Iran's President to Clear Up "U.S. Hikers Situation"

    Three American hikers imprisoned in Iran broke the law by violating the border and deserved to be punished, Iran's president said in remarks aired on Friday, but he said he hoped they would be freed soon.

   Iranian President Mahmoud Ahmadinejad suggested in an interview broadcast on NBC's "Today" show that release of the three Americans might be linked to the release of Iranian diplomats he said were held by U.S. troops in Iraq.

    A leading Iranian lawmaker has suggested the illegal entry may have been related to unrest that erupted after Iran's disputed election in June. The Iranian government has said it will take time to investigate the case.

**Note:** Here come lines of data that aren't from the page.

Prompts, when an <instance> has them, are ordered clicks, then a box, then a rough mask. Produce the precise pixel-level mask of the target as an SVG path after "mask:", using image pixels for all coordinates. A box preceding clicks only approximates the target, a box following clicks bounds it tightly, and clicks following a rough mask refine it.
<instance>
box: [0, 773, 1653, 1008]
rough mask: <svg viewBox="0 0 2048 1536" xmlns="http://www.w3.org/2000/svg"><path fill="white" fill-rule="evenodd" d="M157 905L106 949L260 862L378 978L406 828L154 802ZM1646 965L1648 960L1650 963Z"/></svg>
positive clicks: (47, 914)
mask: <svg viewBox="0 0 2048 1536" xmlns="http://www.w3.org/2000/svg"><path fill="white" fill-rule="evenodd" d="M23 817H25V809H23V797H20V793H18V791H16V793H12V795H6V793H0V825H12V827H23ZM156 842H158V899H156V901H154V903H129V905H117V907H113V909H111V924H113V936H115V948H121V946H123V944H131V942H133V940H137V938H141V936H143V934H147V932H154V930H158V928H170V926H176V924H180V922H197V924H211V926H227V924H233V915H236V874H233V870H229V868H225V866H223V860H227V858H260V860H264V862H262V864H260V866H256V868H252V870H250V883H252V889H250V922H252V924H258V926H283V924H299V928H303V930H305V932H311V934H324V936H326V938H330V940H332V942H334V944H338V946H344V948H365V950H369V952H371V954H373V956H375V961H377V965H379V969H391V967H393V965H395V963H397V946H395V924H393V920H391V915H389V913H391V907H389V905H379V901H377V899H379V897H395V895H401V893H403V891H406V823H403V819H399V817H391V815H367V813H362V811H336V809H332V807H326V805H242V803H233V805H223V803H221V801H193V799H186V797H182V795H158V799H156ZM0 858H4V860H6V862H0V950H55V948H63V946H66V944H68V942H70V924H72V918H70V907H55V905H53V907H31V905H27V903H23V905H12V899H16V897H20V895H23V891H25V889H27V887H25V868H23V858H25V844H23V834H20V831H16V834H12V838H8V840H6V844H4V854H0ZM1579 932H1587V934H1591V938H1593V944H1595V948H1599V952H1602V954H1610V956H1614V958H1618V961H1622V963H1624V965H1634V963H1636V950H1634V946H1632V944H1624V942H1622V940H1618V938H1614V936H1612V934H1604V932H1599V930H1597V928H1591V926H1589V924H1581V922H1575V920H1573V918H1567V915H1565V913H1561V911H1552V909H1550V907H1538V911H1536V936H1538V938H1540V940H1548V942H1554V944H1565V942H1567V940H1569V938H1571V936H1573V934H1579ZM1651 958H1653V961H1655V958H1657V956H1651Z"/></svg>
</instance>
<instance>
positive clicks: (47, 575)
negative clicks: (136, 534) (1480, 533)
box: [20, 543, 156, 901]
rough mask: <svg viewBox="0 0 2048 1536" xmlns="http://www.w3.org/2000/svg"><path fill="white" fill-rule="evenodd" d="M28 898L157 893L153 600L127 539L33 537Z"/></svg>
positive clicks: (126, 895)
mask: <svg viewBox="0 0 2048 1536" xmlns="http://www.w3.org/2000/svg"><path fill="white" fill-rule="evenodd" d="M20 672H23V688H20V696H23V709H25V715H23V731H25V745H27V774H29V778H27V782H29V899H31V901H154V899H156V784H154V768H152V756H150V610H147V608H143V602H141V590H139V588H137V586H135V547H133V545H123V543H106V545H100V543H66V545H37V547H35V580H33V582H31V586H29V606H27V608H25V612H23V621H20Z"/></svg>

      "I ask you: Five Iranian diplomats for two years now they were imprisoned by U.S. troops," Ahmadinejad said through a translator. "They had not violated the law. They were going about their diplomatic business and life in Arbil in Iraq."

   "U.S. troops in Iraq without any documentation arrested them. The U.S. government, is it going to strike a humanitarian posture by releasing them? Will it release them? Of course under an equal condition we are ready to engage in reciprocal action," he added.

   It was not immediately clear which diplomats he was referring to. U.S. troops detained five Iranian diplomats -- several of them working in Arbil -- over the past two years, but they were released in July to Iraqi authorities who returned them to Iran.

   The five Iranians were arrested at different times over a three-year period. Some were accused by U.S. forces of arming Shi'ite Muslim militias at the height of Iraq's sectarian war, according to Reuters.